Our oldest and best-known recurring publication at Worldwar1.com is our free monthly newsletter the St. Mihiel Trip-Wire. Every month we provide a portal to a vast amount of information on the Great War. Our February issue features our usual collection of articles, links, imagery, and the special message below:
To view the full issue just click on:
Worldwar1.com/tripwire/smtw.htm
A Message from VioletDowager Countess of GranthamThe Official Favorite Downton Abbey Character of Worldwar1.com
Dear Roads to the Great War Readers,
No doubt you will regard this as rather unorthodox, my pushing my way into an electronic publication. First electricity, then telephones, now the Internet. Sometimes I feel as if I’m living in an H.G. Wells novel. But life is a game, where sometimes the player must appear ridiculous. While there can be too much truth in any relationship there is a time for forthrightness. I must say that I find this fascination in our former colonies with my family's story a bit puzzling, and — forgive me for saying this — utterly middle class. Especially so, since before Downton Abbey there was Abingdon Pryory and the Greville Family Saga, which I'm amused to say were brilliantly chronicled by that American from Hollywood, California, the late Mr. Philip Rock. (Why does every day involve the intrusion of an American?) If you would like to discover the source from which Downton Abbey's producers borrow their plot and some of my dialogue, you might consider reading this wonderful trilogy that was reissued recently.

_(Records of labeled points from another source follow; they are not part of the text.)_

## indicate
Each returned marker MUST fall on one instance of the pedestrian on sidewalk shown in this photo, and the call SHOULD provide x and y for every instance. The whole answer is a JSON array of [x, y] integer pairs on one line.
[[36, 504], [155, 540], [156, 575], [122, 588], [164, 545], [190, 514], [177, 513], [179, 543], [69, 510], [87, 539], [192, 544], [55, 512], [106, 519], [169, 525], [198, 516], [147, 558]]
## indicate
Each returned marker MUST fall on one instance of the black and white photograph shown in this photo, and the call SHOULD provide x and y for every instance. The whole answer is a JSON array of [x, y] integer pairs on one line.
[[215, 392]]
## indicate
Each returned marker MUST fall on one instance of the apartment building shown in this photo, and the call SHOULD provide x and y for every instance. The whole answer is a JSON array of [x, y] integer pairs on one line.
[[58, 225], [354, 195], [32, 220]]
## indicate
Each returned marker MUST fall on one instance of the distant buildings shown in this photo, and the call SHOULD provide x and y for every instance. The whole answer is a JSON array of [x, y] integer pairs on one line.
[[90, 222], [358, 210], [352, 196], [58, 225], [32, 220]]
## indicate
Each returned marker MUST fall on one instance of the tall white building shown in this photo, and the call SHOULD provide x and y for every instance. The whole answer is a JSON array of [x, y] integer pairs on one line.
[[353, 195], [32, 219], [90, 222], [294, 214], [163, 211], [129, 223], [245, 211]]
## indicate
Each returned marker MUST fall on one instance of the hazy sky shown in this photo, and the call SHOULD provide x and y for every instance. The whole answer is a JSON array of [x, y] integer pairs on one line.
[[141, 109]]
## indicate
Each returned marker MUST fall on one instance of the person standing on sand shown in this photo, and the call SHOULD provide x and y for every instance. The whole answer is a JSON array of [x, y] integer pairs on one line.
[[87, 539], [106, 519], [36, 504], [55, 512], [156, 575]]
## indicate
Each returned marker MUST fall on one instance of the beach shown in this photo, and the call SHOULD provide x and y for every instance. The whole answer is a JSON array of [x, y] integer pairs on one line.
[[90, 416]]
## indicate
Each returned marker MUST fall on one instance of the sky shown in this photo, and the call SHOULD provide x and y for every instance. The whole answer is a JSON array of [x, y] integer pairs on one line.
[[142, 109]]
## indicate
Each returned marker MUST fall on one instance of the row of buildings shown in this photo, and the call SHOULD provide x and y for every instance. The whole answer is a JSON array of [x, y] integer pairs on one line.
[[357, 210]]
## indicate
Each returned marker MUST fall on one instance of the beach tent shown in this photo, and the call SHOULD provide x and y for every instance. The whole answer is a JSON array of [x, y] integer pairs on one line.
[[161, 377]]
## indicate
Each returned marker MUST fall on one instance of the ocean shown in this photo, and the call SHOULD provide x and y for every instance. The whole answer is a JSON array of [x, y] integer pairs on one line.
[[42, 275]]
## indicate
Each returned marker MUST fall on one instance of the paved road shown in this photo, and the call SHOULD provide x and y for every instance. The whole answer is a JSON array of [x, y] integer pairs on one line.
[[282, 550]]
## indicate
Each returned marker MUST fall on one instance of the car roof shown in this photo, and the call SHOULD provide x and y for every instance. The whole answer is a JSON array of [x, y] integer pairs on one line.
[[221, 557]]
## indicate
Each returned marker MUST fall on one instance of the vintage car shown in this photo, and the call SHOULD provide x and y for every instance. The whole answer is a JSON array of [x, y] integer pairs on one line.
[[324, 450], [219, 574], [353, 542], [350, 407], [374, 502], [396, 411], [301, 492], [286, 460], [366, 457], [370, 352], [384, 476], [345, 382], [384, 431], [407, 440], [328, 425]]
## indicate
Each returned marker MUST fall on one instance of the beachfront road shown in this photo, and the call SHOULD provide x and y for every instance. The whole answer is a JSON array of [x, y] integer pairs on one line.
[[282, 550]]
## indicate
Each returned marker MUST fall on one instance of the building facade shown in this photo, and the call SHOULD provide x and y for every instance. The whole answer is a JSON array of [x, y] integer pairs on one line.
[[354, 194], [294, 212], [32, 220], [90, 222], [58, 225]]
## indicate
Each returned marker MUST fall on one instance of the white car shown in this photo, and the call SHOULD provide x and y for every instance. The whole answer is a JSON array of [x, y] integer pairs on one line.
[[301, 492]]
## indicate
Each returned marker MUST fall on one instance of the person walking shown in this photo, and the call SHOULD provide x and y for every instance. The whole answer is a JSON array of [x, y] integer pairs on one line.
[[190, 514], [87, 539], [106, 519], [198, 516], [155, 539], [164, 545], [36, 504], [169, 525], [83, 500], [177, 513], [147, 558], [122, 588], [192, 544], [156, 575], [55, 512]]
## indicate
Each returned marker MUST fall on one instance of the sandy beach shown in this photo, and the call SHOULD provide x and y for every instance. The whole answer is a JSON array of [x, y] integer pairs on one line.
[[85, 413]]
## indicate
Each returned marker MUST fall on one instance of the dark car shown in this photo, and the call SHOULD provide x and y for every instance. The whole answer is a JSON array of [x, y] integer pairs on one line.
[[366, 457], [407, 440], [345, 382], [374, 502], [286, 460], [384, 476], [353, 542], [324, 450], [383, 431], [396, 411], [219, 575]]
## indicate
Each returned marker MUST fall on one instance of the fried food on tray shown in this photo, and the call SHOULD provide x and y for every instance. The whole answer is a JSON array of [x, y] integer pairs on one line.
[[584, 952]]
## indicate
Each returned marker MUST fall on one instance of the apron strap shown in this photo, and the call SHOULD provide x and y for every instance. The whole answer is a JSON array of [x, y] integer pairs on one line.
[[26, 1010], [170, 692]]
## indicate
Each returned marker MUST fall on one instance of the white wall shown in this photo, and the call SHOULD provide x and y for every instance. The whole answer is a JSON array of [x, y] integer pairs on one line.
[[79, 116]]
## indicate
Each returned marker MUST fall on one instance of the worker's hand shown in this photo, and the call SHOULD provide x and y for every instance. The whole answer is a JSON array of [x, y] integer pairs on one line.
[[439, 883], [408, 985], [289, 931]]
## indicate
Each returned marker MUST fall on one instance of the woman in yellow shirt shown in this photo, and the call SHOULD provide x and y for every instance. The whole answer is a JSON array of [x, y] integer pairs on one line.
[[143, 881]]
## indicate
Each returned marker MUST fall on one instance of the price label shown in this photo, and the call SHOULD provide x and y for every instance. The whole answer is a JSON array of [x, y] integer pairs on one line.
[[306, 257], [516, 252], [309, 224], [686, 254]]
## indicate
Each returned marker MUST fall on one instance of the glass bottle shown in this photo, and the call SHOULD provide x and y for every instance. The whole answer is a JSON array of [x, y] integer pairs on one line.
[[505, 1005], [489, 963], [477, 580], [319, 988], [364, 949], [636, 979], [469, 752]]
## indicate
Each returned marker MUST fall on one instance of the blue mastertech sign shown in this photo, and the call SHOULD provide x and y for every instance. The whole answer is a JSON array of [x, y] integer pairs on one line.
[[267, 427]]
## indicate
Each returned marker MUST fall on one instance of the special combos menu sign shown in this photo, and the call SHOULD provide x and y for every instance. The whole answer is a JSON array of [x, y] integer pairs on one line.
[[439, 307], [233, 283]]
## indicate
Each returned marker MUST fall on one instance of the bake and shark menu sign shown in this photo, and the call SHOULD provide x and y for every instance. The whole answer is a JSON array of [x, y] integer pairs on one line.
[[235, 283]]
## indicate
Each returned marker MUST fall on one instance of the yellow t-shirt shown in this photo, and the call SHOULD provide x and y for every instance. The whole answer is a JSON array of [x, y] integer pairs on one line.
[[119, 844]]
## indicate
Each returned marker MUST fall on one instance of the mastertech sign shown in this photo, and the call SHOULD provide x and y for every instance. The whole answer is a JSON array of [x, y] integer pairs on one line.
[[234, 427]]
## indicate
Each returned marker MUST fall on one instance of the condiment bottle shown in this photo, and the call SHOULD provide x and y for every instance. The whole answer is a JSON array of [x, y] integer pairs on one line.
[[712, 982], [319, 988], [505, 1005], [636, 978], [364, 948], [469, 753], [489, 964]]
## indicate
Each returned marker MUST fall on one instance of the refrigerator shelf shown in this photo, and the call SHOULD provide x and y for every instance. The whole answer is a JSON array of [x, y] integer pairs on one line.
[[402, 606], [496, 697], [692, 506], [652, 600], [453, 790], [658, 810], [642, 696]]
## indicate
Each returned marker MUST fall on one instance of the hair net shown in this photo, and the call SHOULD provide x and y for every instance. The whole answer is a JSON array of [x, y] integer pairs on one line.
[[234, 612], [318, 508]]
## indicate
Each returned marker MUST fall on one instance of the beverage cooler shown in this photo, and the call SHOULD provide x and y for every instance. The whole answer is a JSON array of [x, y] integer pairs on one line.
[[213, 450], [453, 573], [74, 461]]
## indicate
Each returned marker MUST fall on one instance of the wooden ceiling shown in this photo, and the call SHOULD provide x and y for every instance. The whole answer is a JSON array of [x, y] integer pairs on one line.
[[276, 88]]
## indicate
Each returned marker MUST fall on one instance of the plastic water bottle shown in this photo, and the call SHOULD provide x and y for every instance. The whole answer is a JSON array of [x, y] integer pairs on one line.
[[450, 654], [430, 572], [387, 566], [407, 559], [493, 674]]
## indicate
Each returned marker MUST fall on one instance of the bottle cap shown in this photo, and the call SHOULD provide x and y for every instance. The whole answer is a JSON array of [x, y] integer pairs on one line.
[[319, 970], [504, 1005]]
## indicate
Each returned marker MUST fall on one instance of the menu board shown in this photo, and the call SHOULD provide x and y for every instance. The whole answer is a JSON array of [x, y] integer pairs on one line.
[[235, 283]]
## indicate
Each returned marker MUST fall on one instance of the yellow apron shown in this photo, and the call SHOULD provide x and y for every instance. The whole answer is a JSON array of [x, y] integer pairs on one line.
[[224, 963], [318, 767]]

By the way, the first volume of the Abingdon Pryory Trilogy — The Passing Bells — covers the Great War, the second the postwar period, and the last the run up to the Second World War. I'm certain readers of Roads will recognize the provenance of the first volume's title: What passing-bells for these who die as cattle? Only the monstrous anger of the guns. Only the stuttering rifles' rapid rattle: Can patter out their hasty orisons. . . Dowager Lady Grantham |
M'Lady, I should love to sit down with you and a nice cup of tea and discuss the poems of Wilfred Owen with you. Had we enough time we might even chat about Sassoon too.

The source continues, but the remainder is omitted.